Last quarter, the company’s results were impacted by charges associated with repurchasing and refinancing debt. The company is in the “final stages” of ridding its balance sheet of $1 billion in debt that has lingered since 2008, according to chief executive Larry Pope speaking on the fiscal 2Q earnings conference call.
Higher priced grains — including volatile corn prices — have pressured the live production segment of Smithfield’s business lately. The company does have a hedging program in place for corn and pays just over $7 per bushel, which helped to curb losses stemming from hog production in the second quarter. Smithfield has the benefit of a consumer packaging business to offset weakness in its commodities business. The company expects its hog production unit to return to profitability by the 4Q 2013.

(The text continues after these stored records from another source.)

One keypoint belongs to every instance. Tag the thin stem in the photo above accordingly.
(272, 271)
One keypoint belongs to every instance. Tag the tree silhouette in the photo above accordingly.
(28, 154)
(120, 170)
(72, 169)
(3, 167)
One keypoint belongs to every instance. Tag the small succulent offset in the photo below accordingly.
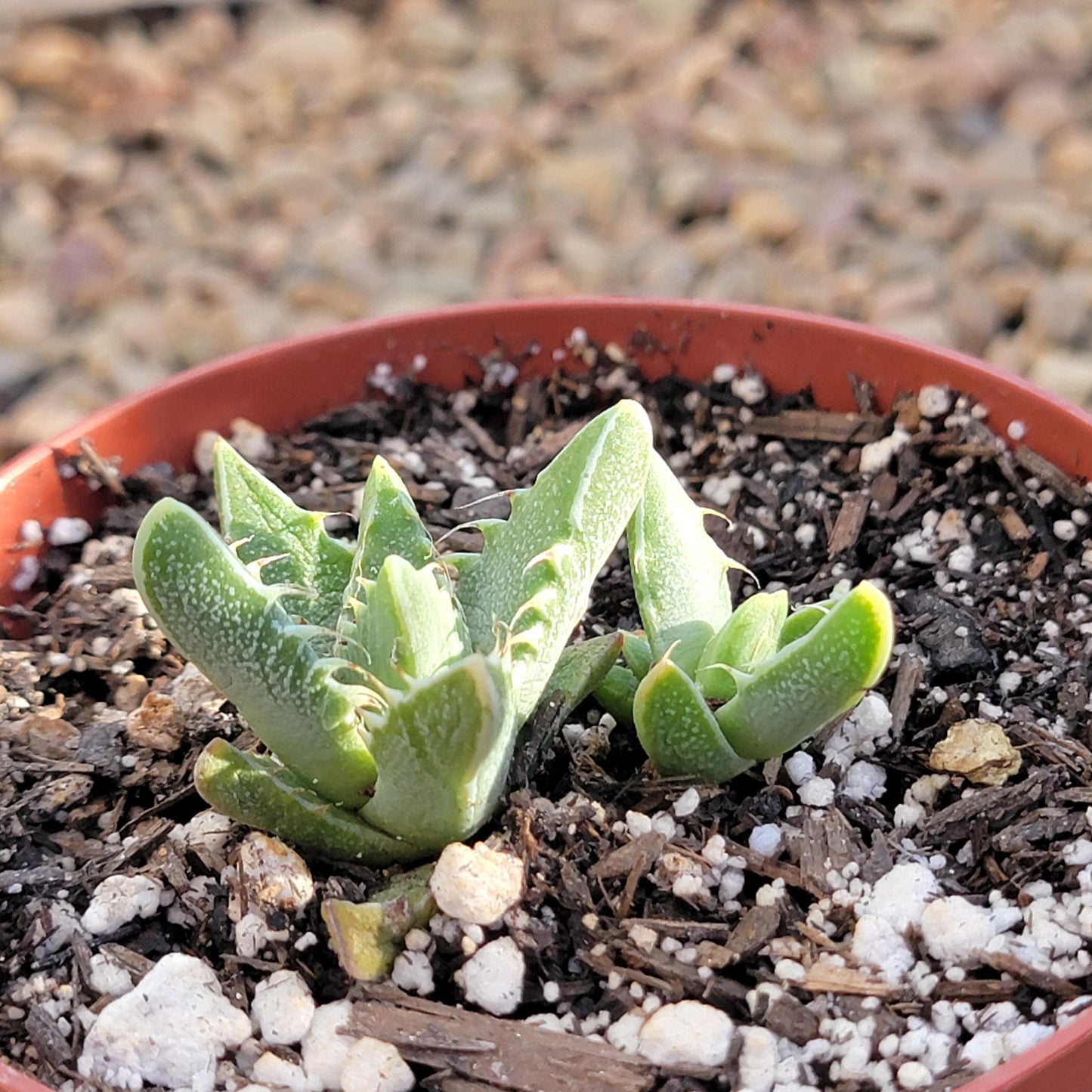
(711, 690)
(388, 684)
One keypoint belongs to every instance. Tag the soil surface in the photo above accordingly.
(755, 892)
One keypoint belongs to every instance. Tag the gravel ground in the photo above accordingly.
(174, 189)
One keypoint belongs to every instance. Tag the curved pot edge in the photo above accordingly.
(1050, 415)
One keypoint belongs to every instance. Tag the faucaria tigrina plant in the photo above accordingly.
(711, 689)
(388, 682)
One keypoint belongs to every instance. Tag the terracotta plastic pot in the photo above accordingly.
(281, 385)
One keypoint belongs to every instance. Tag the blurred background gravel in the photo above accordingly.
(179, 184)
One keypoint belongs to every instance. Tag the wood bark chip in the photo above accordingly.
(911, 673)
(994, 807)
(1050, 476)
(849, 524)
(829, 979)
(501, 1054)
(757, 927)
(828, 846)
(1030, 976)
(820, 425)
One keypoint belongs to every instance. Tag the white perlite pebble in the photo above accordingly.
(865, 781)
(375, 1066)
(478, 885)
(875, 456)
(493, 977)
(758, 1060)
(625, 1033)
(749, 388)
(171, 1030)
(767, 839)
(876, 942)
(68, 531)
(934, 401)
(861, 733)
(686, 1033)
(272, 1072)
(687, 804)
(118, 900)
(800, 767)
(326, 1044)
(954, 930)
(283, 1008)
(413, 972)
(817, 792)
(913, 1075)
(901, 896)
(108, 977)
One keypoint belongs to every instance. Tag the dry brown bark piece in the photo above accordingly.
(820, 425)
(829, 844)
(849, 524)
(505, 1054)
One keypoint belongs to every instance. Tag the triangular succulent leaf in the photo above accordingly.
(677, 729)
(748, 638)
(389, 524)
(802, 621)
(409, 626)
(442, 753)
(558, 537)
(260, 792)
(637, 653)
(679, 571)
(235, 630)
(812, 680)
(265, 523)
(616, 694)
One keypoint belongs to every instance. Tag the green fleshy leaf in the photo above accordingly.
(265, 523)
(442, 753)
(367, 936)
(812, 680)
(616, 694)
(407, 626)
(261, 793)
(637, 653)
(677, 729)
(748, 639)
(802, 621)
(537, 568)
(234, 630)
(679, 571)
(389, 524)
(580, 670)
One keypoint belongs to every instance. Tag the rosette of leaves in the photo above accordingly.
(711, 690)
(388, 684)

It’s early in the year and weather and market conditions will change. Nonetheless, considering the improved outlook for grain prices and harvesting conditions, there could unrealized potential in shares of Tyson, Sanderson Farms, and Smithfield.
Attractive Comps
One thing that shareholders can look forward to is that the year-over-year comparisons for food stocks are likely to be attractive as quarterly earnings unfold in 2013 merely as a function of commodity prices. Still, the stocks have proven to be vulnerable to the weather, and while food companies have emerged from last year’s headwinds they still remain a volatile choice.